5. Define aliases for UART5:

   # around line 38
   ...
   aliases {
       ethernet0 = "/soc@01c00000/ethernet@01c50000";
       serial0 = "/soc@01c00000/serial@01c28000";  # default UART0, debug tty 
       serial5 = "/soc@01c00000/serial@01c29400";  # added this line to enable UART5
   };
   ...

6. Compile dts back to dtb, replace the original one in /boot/dtbs/, then reboot:

   dtc -O dtb -o ~/dir/sun7i-a20-cubieboard2.dtb -b O -@ ~/dir/backup/sun7i-a20-cubieboard2.dts
   sudo cp ~/dir/sun7i-a20-cubieboard2.dtb /boot/dtbs
   sudo reboot

7. Connect the UART pins to the USB to TTL cable. Remember to connect the GND.

   

   More info: the pins schematic is here: http://docs.cubieboard.org/cubieboard1_and_cubieboard2_gpio_pin

8. Open gtkterm on your PC, the interface should be /dev/ttyUSB0 if you are using USB to TTL. Config gtkterm, set buadrate to 115200.

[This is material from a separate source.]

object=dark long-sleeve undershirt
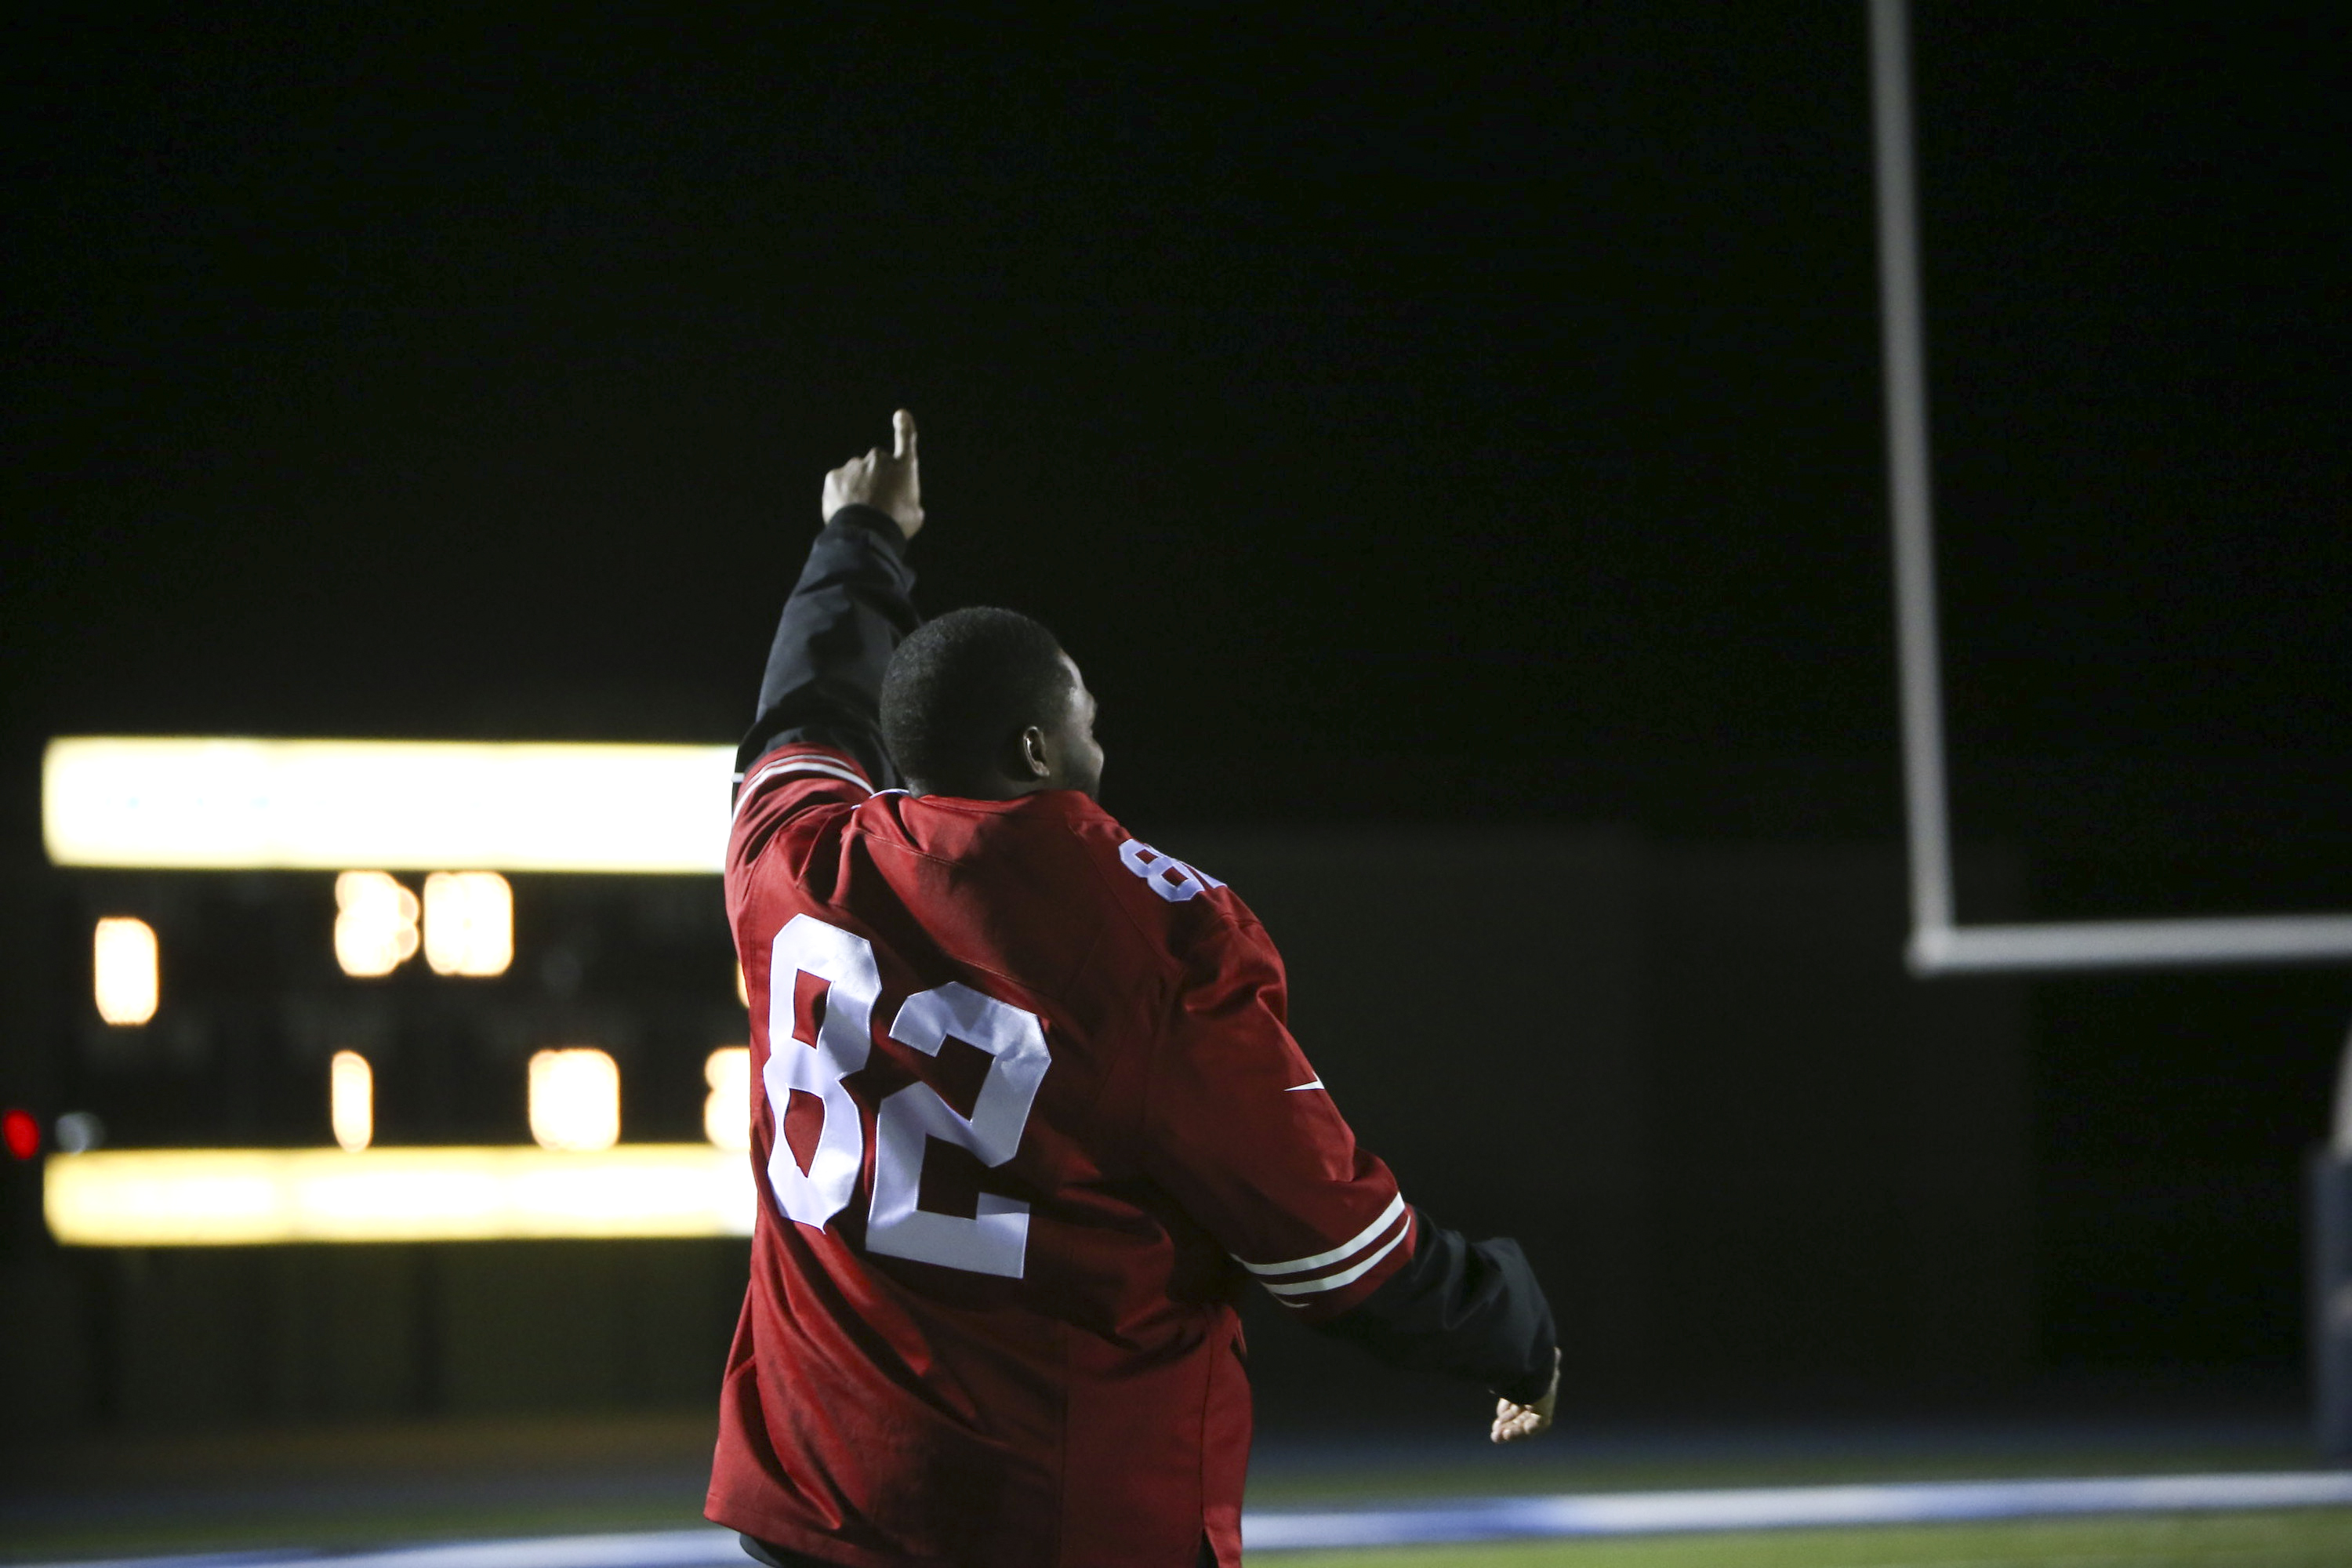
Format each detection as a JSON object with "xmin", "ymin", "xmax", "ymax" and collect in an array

9. Use the program uart_test in the repo to test whether UART5 work or not :D Or compile with gcc:

   gcc -o uart_test uart_test.c
   
   # To use the program: ./uart_test {tty interface}
   # if you have uart0 1 2 3 4 5 then ttyS0=uart0, ttyS5=uart5
   # if you have uart0 2 3 5, then ttyS3=uart5
   ./uart_test ttyS5

10. When program execute, cubieboard will send "hello world" to your PC via serial interface. You type "hello world" on gtkterm then press enter to reply it. If everything okay, it will print something like "Read Test Data finished".